Solving for $\Sigma_3$, we do grandpa's subtraction trick again to get: $$\Sigma_3 = 1/(1-q)^2 \Rightarrow \Sigma_2 = 1/(1-q)^3 \Rightarrow \Sigma_1 = 6/(1-q)^4 $$

Hence $E[(X)_3] = q^2 p \cdot \frac{6}{(1-q)^4} = 6q^2/p^3$.

Did my subtractions fail? Are my assumptions wrong? What happened?

Edit: Pitman mentions in problem 23a) that $X$ is distributed $geometric(p)$ on ${0,1,2,...}$, which he explains in problem 6 is equivalent to the standard geometric distribution. I did not do problem 6 and used the wrong geometric distribution. Sad. The clever posters point out the difference more explicitly.

Answer 1

It seems like the issue might be in distinguishing between the geometric distribution and the shifted geometric distribution. Wolfram Alpha uses the standard (non-shifted) geometric distribution, where

$$ \mathbb{P}[X=k]=q^kp $$

where $q=1-p$. For this distribution, you should have

$$ G^{(3)}(1)=(3\cdot2\cdot1)q^3p +\cdots $$

(note the $q^3$). This should then recover the missing factor of $q$ in your calculations.

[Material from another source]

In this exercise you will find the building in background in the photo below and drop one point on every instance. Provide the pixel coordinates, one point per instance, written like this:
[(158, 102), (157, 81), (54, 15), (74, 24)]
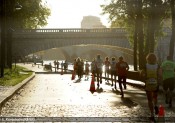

See the beginning of the Wikipedia article for an explanation of the two distributions.

Answer 2

In general, if $P(z)$ is the generating function of a random variable $X$ with probability mass function $\{p_k\}$, then since $0\leqslant p_k\leqslant 1$ and $\sum_{k=1}^\infty p_k=1$, it follows from dominated convergence that $$ \frac{\mathsf d}{\mathsf dz} P(z) = \frac{\mathsf d}{\mathsf dz} \sum_{k=1}^\infty p_kz^k = \sum_{k=1}^\infty kp_kz^{k-1},\quad 0<z<1. $$ By induction we see that $$ \frac{\mathsf d^n}{\mathsf dz^n} P(z) = \sum_{k=n}^\infty (k)_n p_k z^{k-n},\quad n\geqslant1 $$ where $(k)_n = \frac{k!}{(k-n)!}$ denotes the falling factorial. Monotone convergence then yields $$ \lim_{z\uparrow 1}\frac{\mathsf d^n}{\mathsf dz^n} P(z) = \sum_{k=0}^\infty (k)_np_k = \mathbb E[(X)_k]. $$ Here $$\mathbb E[z^X] := G(z) = \sum_{k=1}^\infty kp(1-p)^{k-1}z^k $$ so \begin{align} \mathbb E[(X)_3] &= \lim_{z\uparrow1} G'(z)\\ &= \lim_{z\uparrow1} p(1-p)^2\sum_{k=3}^\infty k(k-1)(k-2)((1-p)z)^{k-3}\\ &= p(1-p)^2\sum_{k=0}^\infty (k+1)(k+2)(k+3)\\ &= p(1-p)^2\left[\frac{\mathsf d^3}{\mathsf dp^3}\sum_{k=0}^\infty (1-p)^k \right]\\ &= p(1-p)^2 \frac{\mathsf d^3}{\mathsf dp^3} \left(\frac 1p \right)\\ &= p(1-p)^2 \cdot \frac 6{p^4}\\ &= \frac{6(1-p)^2}{p^3}. \end{align} Your solution is indeed correct.